Proposta busca reduzir o abandono de tratamentos e aproximar o acesso aos medicamentos da realidade de pacientes que enfrentam dificuldades para chegar às unidades de saúde.
Para quem depende de medicamento de uso contínuo, ficar sem o remédio não é apenas um transtorno: pode significar a interrupção de um tratamento e o agravamento de uma situação que já exige acompanhamento.
É nesse ponto que o candidato a deputado distrital Luis Miranda, 35.555, apresenta uma de suas principais propostas na área social e de saúde: o programa “Remédio na Mão”.
A ideia defendida em seu material de campanha é objetiva: receita sem medicamento representa abandono, e o poder público precisa criar mecanismos para garantir que o remédio essencial chegue a quem realmente necessita.
Da receita ao medicamento
A proposta parte de um problema conhecido por usuários da rede pública: o cidadão consegue atendimento médico, recebe a prescrição, mas pode encontrar dificuldades para obter o medicamento posteriormente.
Na visão apresentada por Luis Miranda, o atendimento não deveria terminar na emissão da receita.
O objetivo seria estruturar um modelo em que medicamentos essenciais pudessem ser retirados em farmácias credenciadas ou entregues diretamente na residência do paciente, com prazo de até 24 horas para quem se enquadrar nos critérios do programa.
Tecnologia para diminuir a distância
Um dos caminhos possíveis para uma política desse tipo seria integrar prescrição, estoque, dispensação e logística em uma plataforma única.
Na prática, o sistema poderia permitir que, após a validação da receita e da disponibilidade do medicamento, o paciente fosse informado sobre onde retirar o produto ou recebesse a medicação em casa.
Isso exigiria integração entre unidades de saúde, farmácias públicas e credenciadas, sistemas de informação e uma estrutura logística capaz de identificar situações prioritárias.
Quem mais precisa primeiro
A proposta também abre espaço para uma discussão importante: nem todos os pacientes enfrentam as mesmas dificuldades para acessar um medicamento.
Idosos, pessoas com mobilidade reduzida, pacientes que vivem sozinhos ou moradores de regiões mais distantes dos pontos de atendimento podem enfrentar obstáculos adicionais.
Por isso, um eventual programa precisaria estabelecer critérios objetivos de prioridade, evitando desperdícios, duplicidade de entrega e utilização inadequada dos recursos públicos.
Medicamento não pode virar obstáculo ao tratamento
O conceito defendido por Luis Miranda é resumido na própria mensagem da campanha:
“Receita sem remédio é abandono.”
A frase traduz uma crítica à lógica de considerar concluído o atendimento simplesmente porque o paciente recebeu uma prescrição.
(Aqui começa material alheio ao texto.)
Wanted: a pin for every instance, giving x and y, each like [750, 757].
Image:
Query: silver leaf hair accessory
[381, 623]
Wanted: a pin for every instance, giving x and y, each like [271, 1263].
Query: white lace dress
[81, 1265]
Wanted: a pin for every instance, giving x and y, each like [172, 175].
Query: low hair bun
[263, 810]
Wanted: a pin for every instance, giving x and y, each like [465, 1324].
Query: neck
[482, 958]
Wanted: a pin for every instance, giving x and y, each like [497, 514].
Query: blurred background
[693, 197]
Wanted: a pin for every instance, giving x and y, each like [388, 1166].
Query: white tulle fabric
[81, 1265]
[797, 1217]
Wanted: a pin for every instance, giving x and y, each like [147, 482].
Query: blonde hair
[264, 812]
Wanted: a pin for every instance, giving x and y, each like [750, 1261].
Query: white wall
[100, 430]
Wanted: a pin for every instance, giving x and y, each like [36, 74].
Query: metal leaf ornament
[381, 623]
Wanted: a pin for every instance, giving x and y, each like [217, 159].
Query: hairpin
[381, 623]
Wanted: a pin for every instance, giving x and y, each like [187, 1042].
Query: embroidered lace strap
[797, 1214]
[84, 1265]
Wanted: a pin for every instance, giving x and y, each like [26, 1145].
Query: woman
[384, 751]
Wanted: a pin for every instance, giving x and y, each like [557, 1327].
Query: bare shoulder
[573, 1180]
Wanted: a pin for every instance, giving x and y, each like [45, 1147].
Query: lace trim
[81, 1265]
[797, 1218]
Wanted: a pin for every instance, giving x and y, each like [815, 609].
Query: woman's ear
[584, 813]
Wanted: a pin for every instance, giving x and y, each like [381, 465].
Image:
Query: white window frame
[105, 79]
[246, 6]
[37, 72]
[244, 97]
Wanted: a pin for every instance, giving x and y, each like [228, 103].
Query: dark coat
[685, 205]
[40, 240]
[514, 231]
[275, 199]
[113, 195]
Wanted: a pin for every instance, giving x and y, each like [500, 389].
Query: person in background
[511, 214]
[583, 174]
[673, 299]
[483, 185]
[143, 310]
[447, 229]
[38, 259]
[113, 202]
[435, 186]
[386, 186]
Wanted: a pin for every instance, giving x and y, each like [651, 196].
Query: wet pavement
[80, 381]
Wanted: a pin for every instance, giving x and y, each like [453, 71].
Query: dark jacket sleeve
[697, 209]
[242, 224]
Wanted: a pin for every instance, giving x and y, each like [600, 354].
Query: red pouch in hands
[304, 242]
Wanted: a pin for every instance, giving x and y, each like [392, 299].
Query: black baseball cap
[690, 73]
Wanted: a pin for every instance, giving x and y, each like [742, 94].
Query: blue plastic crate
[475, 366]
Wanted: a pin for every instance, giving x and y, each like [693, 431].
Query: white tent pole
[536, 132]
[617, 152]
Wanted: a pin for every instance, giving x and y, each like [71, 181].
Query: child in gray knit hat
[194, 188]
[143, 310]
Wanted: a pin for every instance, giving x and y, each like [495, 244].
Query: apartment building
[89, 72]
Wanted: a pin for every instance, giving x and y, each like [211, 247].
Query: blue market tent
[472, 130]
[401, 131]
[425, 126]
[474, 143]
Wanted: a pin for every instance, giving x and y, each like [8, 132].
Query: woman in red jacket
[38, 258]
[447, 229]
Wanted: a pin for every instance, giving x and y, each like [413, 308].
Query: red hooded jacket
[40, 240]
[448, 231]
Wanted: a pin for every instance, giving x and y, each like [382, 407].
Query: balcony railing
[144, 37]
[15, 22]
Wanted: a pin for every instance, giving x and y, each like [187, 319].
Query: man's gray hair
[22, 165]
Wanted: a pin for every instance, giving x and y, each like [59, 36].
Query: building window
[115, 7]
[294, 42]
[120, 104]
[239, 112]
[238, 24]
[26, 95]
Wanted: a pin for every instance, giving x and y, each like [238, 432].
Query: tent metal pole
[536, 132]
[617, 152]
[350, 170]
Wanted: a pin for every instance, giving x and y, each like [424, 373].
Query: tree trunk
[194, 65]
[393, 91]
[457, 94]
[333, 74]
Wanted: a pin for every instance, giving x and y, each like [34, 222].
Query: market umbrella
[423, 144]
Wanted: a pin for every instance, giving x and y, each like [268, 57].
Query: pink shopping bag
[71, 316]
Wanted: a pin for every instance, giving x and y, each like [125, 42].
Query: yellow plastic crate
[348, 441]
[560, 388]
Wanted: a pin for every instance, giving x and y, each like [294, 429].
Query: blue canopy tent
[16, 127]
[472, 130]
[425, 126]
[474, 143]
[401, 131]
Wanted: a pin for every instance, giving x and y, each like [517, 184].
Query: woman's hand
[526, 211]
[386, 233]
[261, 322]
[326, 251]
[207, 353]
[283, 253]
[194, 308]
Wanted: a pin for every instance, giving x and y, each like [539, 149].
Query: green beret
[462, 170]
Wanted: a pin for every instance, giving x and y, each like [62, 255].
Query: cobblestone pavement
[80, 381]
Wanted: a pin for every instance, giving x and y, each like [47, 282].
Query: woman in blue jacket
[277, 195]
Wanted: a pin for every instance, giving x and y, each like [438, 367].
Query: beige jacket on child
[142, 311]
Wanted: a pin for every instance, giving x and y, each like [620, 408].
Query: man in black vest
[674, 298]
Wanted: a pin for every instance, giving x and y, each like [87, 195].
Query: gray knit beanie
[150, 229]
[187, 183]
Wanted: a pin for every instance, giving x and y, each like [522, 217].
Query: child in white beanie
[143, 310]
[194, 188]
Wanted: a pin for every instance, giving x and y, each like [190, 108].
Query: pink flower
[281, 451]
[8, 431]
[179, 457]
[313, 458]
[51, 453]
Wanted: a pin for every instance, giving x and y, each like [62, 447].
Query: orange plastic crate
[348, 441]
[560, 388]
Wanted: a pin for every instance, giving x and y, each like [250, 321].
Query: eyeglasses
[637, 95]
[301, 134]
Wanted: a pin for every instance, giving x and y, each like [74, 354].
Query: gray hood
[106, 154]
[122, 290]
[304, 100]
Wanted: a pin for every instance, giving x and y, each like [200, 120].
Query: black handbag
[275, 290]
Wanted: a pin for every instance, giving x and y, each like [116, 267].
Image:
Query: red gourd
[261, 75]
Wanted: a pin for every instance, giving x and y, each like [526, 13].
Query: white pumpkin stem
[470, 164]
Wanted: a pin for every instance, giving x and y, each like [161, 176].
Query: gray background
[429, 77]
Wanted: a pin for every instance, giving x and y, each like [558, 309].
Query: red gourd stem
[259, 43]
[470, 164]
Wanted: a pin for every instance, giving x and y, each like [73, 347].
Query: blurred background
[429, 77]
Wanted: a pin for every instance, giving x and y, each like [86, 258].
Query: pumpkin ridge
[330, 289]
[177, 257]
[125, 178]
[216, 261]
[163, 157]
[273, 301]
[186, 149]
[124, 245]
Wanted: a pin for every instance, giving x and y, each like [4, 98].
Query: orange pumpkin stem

Para quem depende de medicamentos essenciais, o resultado concreto está na continuidade do tratamento.
Nesse sentido, a proposta coloca o cidadão no centro de uma cadeia que começa na consulta médica e termina no acesso efetivo ao medicamento.
Eficiência, controle e responsabilidade
Para que uma política de entrega em até 24 horas seja sustentável, entretanto, será necessário enfrentar questões técnicas como estoque, armazenamento, validade, transporte, rastreabilidade, segurança dos medicamentos, custos logísticos e controle de dispensação.
Também seria fundamental estabelecer mecanismos de fiscalização e indicadores capazes de responder a perguntas objetivas:
Quantas pessoas foram atendidas? Quantas receberam o medicamento no prazo? Quanto foi gasto? Houve desperdício? Quais medicamentos apresentaram maior demanda?
A tecnologia pode ajudar a transformar essas informações em indicadores permanentes de desempenho.
Uma proposta com impacto direto na população
O diferencial da bandeira apresentada por Luis Miranda está na tentativa de transformar uma dificuldade cotidiana em uma política pública mensurável.
A proposta não fala apenas em ampliar o acesso à saúde, mas em criar uma solução concreta para um dos momentos mais sensíveis do tratamento: quando o paciente precisa do medicamento e não pode esperar indefinidamente para consegui-lo.
Se implementado, o modelo precisaria combinar gestão, logística, tecnologia, orçamento e fiscalização.
Mas a mensagem política é simples e popular:
Quem precisa de remédio não pode esperar.
Com o “Remédio na Mão”, Luis Miranda coloca o acesso aos medicamentos entre as pautas de sua candidatura e defende uma mudança de lógica: a saúde pública precisa acompanhar o paciente até o medicamento chegar às suas mãos.